When few die we can name them one by one,—count them on our fingers. "Joseph died." Some deaths are national events. Some deaths are of world-wide importance. "And all his brethren." There we begin to lose individuality. Death is coming upon us now quicker. We have no time to go through them,—Judah, Simeon, Reuben, and so forth. "All his brethren, and all that generation." Death is mowing them down! You have no time to read their names and pick each out individually. Such is death! Crushing up one generation in one grasp; mowing down the next with one swing of the scythe. We cannot all, therefore, be equally conspicuous; each cannot have his name written in history as having died. Some of us will be classed in dozens. "All his brethren," and no name left! Others of us will not even be known as families and households. We die as parts of a generation,—a great crowd, an innumerable body! What of it? The thing is not to leave a name behind us—a mere name. It is to leave behind influences that hearts will feel, memories that will be cherished at home, and that will be blessed by those whom we have served and helped in life. Die! The time will come when men will laugh at death. We shall one day get such a view of the universe, that we shall look down upon death, and say, "O death, where is thy sting?" How so? Jesus Christ abolished death. If we believe in him, death will no longer be to us a spectre, a ghost, an ugly guest in the house, sucking out our blood and darkening our future.
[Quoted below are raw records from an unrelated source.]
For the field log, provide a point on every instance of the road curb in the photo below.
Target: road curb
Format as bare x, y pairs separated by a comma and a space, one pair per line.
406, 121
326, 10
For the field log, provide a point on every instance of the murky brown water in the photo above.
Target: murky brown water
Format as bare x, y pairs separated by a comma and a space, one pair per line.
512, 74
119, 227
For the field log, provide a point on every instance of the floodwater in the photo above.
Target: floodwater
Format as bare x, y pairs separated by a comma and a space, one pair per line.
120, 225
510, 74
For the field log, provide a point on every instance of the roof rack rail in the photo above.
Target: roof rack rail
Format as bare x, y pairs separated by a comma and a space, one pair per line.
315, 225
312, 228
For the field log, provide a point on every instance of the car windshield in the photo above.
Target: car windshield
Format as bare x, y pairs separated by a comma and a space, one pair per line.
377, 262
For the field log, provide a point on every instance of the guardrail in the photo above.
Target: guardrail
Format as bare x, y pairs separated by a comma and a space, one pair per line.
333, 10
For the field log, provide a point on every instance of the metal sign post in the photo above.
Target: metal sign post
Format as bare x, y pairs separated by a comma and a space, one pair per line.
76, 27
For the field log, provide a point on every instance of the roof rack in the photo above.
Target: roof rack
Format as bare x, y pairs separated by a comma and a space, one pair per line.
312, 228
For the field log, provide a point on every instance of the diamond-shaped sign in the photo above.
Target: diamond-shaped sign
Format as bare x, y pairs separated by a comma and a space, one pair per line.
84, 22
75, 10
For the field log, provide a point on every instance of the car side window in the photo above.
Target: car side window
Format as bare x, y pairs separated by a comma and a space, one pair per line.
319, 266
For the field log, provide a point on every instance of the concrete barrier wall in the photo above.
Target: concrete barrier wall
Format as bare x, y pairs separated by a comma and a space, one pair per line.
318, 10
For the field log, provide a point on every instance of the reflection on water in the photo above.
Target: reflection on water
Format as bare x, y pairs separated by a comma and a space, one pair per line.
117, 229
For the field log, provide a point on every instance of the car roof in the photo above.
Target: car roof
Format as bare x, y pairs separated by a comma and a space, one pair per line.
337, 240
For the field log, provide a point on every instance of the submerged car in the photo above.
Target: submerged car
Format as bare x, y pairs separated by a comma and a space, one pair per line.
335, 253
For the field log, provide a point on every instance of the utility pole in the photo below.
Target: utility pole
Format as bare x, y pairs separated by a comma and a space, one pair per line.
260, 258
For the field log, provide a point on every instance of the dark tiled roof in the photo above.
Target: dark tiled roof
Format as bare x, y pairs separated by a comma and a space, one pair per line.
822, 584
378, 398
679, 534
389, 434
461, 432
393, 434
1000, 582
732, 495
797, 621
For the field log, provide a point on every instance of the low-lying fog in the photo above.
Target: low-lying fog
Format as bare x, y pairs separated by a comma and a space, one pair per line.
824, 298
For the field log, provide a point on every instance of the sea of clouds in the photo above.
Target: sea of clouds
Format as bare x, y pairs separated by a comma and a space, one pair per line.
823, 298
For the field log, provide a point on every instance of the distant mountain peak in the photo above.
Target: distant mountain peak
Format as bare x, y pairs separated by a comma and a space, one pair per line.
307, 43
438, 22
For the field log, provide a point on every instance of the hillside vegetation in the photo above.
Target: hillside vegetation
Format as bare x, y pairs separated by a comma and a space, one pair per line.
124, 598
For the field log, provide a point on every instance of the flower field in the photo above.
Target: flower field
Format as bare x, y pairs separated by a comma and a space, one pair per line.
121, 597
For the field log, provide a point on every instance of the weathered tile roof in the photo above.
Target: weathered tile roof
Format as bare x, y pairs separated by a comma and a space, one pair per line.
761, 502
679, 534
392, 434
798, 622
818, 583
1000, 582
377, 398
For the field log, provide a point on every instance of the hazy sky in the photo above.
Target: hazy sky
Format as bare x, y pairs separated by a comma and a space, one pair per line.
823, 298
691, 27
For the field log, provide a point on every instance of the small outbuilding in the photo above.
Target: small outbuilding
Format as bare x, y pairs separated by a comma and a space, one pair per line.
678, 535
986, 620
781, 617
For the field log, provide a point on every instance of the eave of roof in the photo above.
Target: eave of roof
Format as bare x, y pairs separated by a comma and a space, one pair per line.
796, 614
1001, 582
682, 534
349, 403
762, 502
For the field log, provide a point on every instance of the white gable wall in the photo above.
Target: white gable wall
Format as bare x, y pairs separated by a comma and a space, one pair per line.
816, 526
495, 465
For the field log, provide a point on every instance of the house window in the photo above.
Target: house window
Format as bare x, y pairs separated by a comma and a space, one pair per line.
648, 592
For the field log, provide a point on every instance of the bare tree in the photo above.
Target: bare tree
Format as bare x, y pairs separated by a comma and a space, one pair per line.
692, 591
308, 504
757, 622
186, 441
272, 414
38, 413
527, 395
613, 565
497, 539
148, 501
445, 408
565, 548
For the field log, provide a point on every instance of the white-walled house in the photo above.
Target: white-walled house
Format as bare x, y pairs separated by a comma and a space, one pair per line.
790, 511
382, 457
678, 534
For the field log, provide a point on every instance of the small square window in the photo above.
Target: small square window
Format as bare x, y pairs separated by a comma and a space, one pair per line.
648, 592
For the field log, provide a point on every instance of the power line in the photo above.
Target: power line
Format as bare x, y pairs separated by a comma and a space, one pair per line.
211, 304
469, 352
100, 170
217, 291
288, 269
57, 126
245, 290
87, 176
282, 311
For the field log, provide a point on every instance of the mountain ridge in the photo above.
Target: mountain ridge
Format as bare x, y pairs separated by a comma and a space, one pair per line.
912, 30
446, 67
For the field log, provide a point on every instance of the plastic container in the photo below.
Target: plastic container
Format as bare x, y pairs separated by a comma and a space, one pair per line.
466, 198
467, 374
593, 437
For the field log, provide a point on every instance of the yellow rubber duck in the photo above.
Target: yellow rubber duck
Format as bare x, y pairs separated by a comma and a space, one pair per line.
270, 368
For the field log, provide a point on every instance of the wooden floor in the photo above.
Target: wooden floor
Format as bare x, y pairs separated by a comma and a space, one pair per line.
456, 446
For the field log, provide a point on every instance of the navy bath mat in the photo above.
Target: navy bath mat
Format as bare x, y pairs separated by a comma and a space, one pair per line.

It will then become a swinging door,—and, as it swings, we shall pass in to light, to music, to rest. Death will always be a frightful thing to the man who has no Saviour. Death must be more or less a terror to every man who is not in Christ. He may have lived himself into that measure of beasthood that will not confess terror. I never knew of a felled ox, saying, "Death is very terrible." So there are some men who have lived themselves down so beast-ward and devilward that they hardly know death from life. But to a man who has any consciousness of right and wrong, any moral sensitiveness, if he have not God in the house, death must be an unwelcome thing to him, a dark and terrible interlocutor. But the man who is in Christ, his life is above the reach of death. When the body crumbles and falls down, to get up no more in this state of things, the soul is a guest in Heaven. A guest? Nay,—he is a child at Home!